On April 22, they disembarked at Le Havre and went on by train to Paris, where they stayed a week—visiting Denny Fouts, running into Auden and Chester Kallman and also meeting Gore Vidal for the first time, quite by chance. These happenings are pretty well covered in the journal. Relations between Denny and Caskey were adequately polite but tense underneath—I dimly remember a semi-quarrel between Christopher and Denny on their last evening (the 29th); I think it was because Denny had casually suggested that Caskey should take some money and pick up a packet of opium from a “connection” who was waiting outside the restaurant. Christopher found this outrageous and refused to let Caskey go, saying that the police might well be watching the pusher, in which case Caskey would get arrested. If my memory
is
correct, Denny's suggestion was an entirely characteristic act of aggression. (An altogether different but recognizable version of this scene appears in “Paul.”
[
4
]
!)

This was their last meeting with Denny; he died at the end of that year. Shortly after Christopher had left Paris, Denny sent him one of his sour-sweet little letters, saying, “I hope you and Billy will go on being as happy as you seem to be.” Denny obviously didn't hope it.
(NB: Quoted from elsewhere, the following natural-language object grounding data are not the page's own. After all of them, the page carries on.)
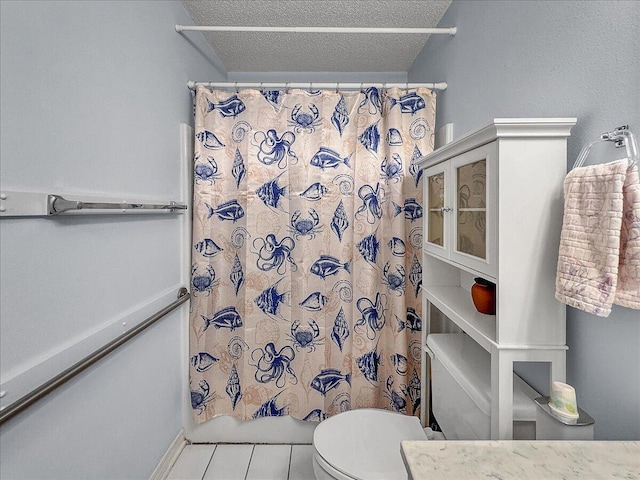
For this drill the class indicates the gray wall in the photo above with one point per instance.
(92, 95)
(554, 59)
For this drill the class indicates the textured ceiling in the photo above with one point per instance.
(316, 52)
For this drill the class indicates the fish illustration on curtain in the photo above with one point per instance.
(305, 268)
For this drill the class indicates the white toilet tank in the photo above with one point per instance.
(461, 390)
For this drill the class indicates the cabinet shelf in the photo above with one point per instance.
(456, 304)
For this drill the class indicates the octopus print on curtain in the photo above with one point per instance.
(306, 259)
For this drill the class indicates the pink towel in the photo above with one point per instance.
(589, 255)
(628, 289)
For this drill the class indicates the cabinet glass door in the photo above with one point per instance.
(471, 209)
(435, 202)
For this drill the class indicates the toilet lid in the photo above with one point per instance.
(365, 444)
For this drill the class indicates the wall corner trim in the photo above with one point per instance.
(167, 461)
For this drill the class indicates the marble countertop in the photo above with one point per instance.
(521, 460)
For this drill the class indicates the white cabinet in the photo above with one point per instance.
(493, 209)
(460, 210)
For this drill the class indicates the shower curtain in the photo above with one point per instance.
(307, 230)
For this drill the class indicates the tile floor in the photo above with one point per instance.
(244, 462)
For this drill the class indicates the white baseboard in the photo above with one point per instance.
(169, 458)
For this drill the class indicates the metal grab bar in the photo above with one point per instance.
(58, 204)
(36, 394)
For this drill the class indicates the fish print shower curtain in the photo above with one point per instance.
(306, 259)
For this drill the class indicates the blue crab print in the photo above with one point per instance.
(207, 248)
(238, 169)
(394, 279)
(204, 281)
(276, 149)
(369, 247)
(201, 396)
(305, 227)
(415, 275)
(372, 100)
(227, 317)
(209, 140)
(314, 302)
(409, 103)
(315, 415)
(340, 331)
(413, 391)
(400, 363)
(370, 138)
(273, 254)
(270, 409)
(340, 117)
(372, 314)
(414, 322)
(412, 209)
(397, 247)
(394, 137)
(227, 211)
(229, 107)
(339, 222)
(414, 169)
(203, 361)
(392, 169)
(303, 121)
(314, 192)
(236, 275)
(272, 365)
(368, 365)
(396, 397)
(305, 338)
(233, 389)
(206, 172)
(273, 97)
(270, 299)
(372, 201)
(271, 192)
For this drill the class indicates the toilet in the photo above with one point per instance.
(365, 444)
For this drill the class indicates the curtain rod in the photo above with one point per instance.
(229, 28)
(319, 85)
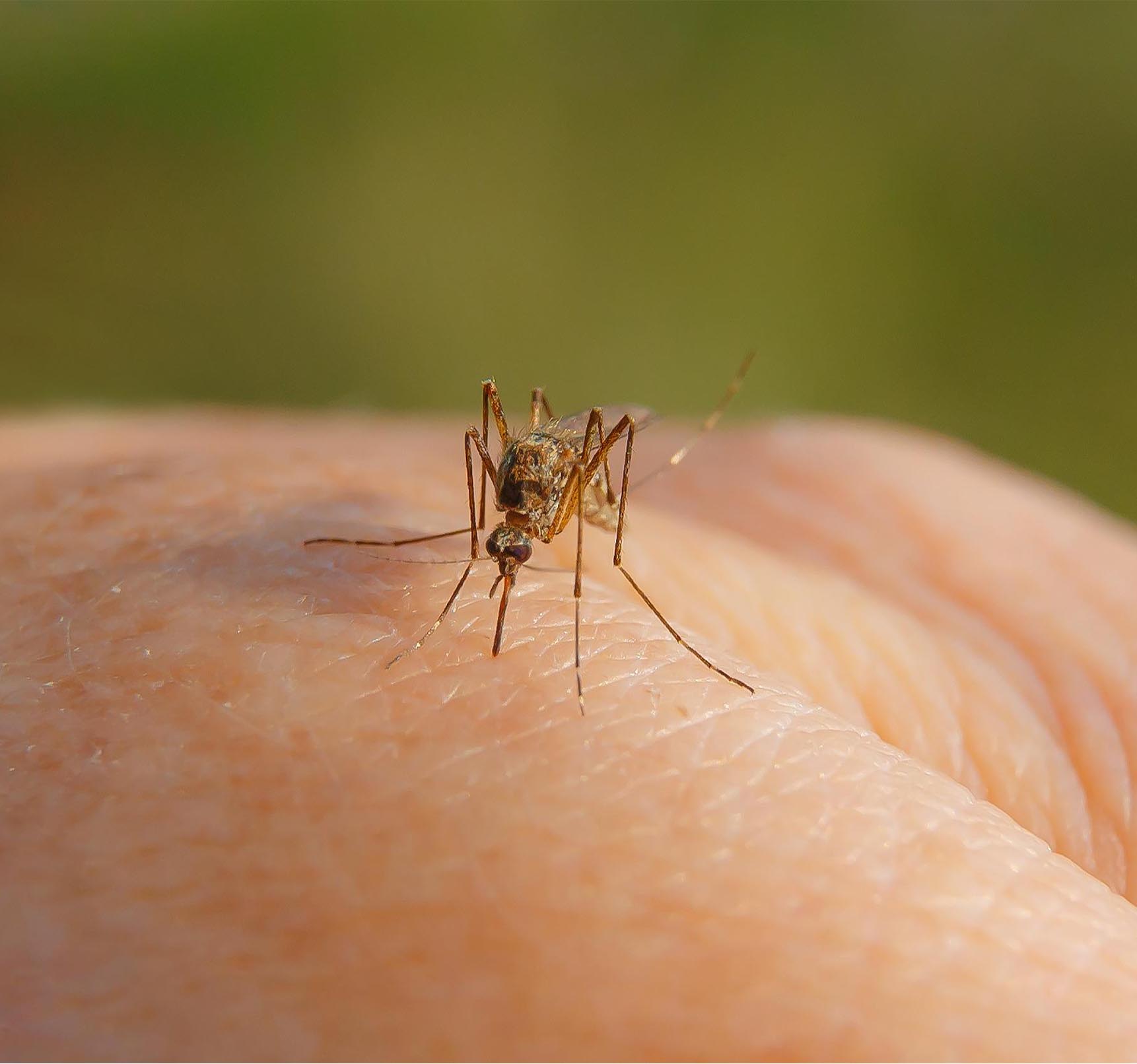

Christopher's journal entries don't betray the fact that he found Gore Vidal sexually attractive, and that Gore was flirting with him.
On April 29, Gore asked Christopher to come and have breakfast with him at his hotel. (I don't remember how Gore avoided inviting Caskey but he did, and this was probably one of the causes of the hostility which soon developed between them.) Just as Christopher was walking along the corridor toward Gore's room, its door flew open and a young man ran out, collided with Christopher and dashed past him to the staircase. Gore laughingly explained that there had been a misunderstanding. When Christopher's arrival was announced on the house telephone, Gore had told the young man—with whom he had spent the night—“Mon ami vient.”
[
5
]
The young man had taken it for granted that the “ami” was an enraged lover, so he had jumped into his clothes and tried to escape. Gore received Christopher sitting in bed in his underclothes. Later, when he got out to go to the bathroom, Christopher saw that he had very sexy legs. They flirted all through breakfast, but neither was about to make the first move, so nothing happened.